The pharmaceutical industry is increasingly focusing on early drug development which comes with increasing constraints to accelerate process development, reduce costs and demonstrate a deep understanding cell culture process. Nevertheless, some engineered proteins are still difficult to express or/and have high level of microheterogeneity which can significantly impact the manufacturing costs. Moreover, the acceleration of biopharmaceutical process development is difficult when traditional experience-based sequential approaches are used. Understanding of the relationship between cell culture process control and desirable product quality attributes in protein therapeutics using integrated modeling approach is key to accelerate process development.

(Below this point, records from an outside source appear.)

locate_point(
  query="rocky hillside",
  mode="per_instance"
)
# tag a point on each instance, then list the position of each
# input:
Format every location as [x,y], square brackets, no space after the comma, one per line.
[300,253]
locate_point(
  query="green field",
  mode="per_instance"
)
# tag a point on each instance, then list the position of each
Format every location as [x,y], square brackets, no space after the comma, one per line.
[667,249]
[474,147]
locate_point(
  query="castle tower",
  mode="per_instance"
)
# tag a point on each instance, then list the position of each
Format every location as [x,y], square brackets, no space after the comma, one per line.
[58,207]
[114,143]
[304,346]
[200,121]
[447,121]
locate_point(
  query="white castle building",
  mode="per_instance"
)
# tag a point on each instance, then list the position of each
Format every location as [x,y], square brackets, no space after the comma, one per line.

In this case study, we will demonstrate that a reduction of cysteine or cystine and tryptophan concentrations in the feed lead to reduce charge variants as well as decrease of drug color intensity. Based on the results of the study, a model was developed to predict charge variants and was combined to a integrated model predicting cell growth, cell productivity and cell metabolism. This modeling approach shed further light on the impact and control of the feeding strategy on product quality. We will show that the most important parameter impacting charge variants distribution is the total quantity of cysteine and tryptophan used throughout the bioreactor production process, whereas within a given concentration range, the daily concentration of these same metabolites is not predictive. Nevertheless, the reduction of microheterogeneity by reducing cysteine concentrations could also have a negative impact on production productivity at some point.

Hence, in a second step, analogs to cysteine and cystine were assessed in order to reduce free cysteine content in the feed without impacting negatively the productivity. Multiple analogs were assessed, i.e. S-sulfocysteine, N,N’-Diacetyl-L-Cystine Dimethylester (DACDM), N,N’-Diacetyl-L-Cystine (DiNac) and N-Acetyl-L-Cysteine (Nac). Most promising results, with high productivity and reduced protein microheterogeneity, were observed using DACDM. The results were confirmed using another cell clone producing another IgG which confirm the potential of this component.

Bassem Ben Yahia (UCB Pharma S.A.)

Bassem Ben Yahia is part of Upstream Process Sciences Group at UCB Pharma in Belgium since 2011 and is focusing on new process technologies for cell culture technologies, media development, process optimization, process intensification and process modeling. Passionate about biology and modelling biological systems, Bassem holds a PhD degree (2017) in Biochemistry & Biochemical Engineering from University of Saarlandes in Germany focused on predictive macroscopic modeling of Chinese hamster ovary cells in fed-batch processes. During his PhD, he successfully developed simple and robust modeling methodologies to predict cell culture performances which is currently used at UCB to accelerate early stage process development.